Gelli Fach

Gelli Fach

I'm a cell, I'm fragmented, I change my form;
I'm a repository of song, I'm a dynamic state.
I love a wooded slope and a snug shelter,
and a creative poet who doesn't buy his advancement.

Wyf kell, wyf dellt, wyf datweirllet;
wyf llogell kerd, wyf lle ynnyet.
Karaf-y gorwyd a goreil clyt,
a bard a bryt ny pryn y ret.


From: Legendary Poems from the Book of Taliesin, edited and translated by Marged Haycock





Monday, 26 May 2014

Re-emerging and 'The Goddess and The Gardener' book launch




I've been away from the blog for quite a few weeks now. It's been a very challenging start to the year, one way and another. As the sun rises in the sky and graces us with its presence for longer, I'm very slowly coming back to life.

Apart from my health, one of the challenges has been publishing another small poetry book under my Brigit's Forge imprint - this time not my own book but the first step in publishing other poets. For various reasons the process has been fraught with difficulties but at long last it's come to fruition. The Goddess and The Gardener by Jane Whittle is a sequence of poems written after she moved to Wales and began transforming a wild space into a garden, working with the energies of the land and of nature and absorbing them to such an extent that she herself grows along with the landscape and the voice of the goddess begins to speak through her.

We had the book launch at the Penrallt Bookshop in Machynlleth and I'm pleased to say it was a great success. Many books were sold so it was a good night for us and for Penrallt Books while the audience appear to have genuinely enjoyed it - the feedback passed on to us by Diane at the bookshop after the event was lovely to hear: 'enjoyable and enlivening', ' a wonderful evening of words', 'inspiring', 'a special evening'. All I would want for Brigit's Forge!

The picture above shows the book on display, in very august company.
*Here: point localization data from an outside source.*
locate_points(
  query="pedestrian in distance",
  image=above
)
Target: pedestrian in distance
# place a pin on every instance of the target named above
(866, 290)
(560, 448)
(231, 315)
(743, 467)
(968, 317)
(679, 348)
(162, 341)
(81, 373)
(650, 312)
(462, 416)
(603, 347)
As well as talking about how my very small press, Brigit's Forge, came about, I also read some poems from The Sea Road and  tested some new ones which led to selling more copies of The Sea Road. I promptly spent some of the proceeds on the book you can see in the picture, The Art of Robert Frost by Tim Kendall, an action I haven't regretted as it's a fascinating introduction to his poetry which includes 65 of the poems with commentary showing how Frost's poetry and its themes developed.

I'll be making a page or another blog for Brigit's Forge Press in due course and will say a bit more about the book and offer it for sale. For now I'm taking things slowly and surely and just saying 'hello again'.